いや、重大だけれど実はそれが初めてではない。
言わば「またしても」な局面を迎えていたのだ。
「杏ちゃん、最近すっごく顔色悪いけどどうしたの?!」
「ナオさん…うぅっ…ナオさーーーーんっ!!!」
「わっ!! 一体どうしたのよっ?!」
何にも言ってないのに本気で心配して声をかけてくれたナオさんの優しさに、私は自分の立場も忘れてワンワンと泣きついてしまっていた。
「……え、ストーカー?!」
「……はい…」
結局ひとしきり泣いた私をスタッフルームへと入れてくれたナオさんに、ここ数ヶ月自分を極限まで追い詰めている問題を打ち明けてしまった。

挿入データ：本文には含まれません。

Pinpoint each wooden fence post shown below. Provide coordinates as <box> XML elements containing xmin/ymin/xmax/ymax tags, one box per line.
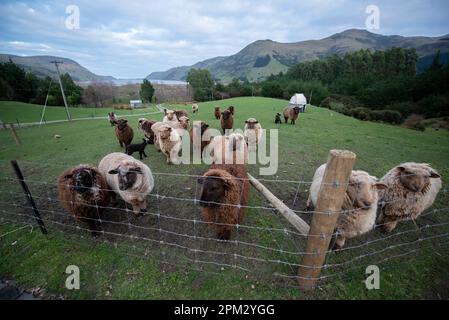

ずっとずっと自分だけで抱えていた悩みを、誰か心の許せる人に聞いてもらいたかったのだと思う。
「ちょっ…いつから! 相手はっ!!」
「え、あ…あの、今の職場の、上司、といいますか…」
「じょうしぃいいいいぃっ???!!!」
「ひぃっ!」
予想以上の反応を見せたナオさんは、まさに鬼の形相で怒り狂っていた。
誰かに悩みを共有してほしいとずっと思っていたけれど、正直これだけの反応は予想もしていなかった。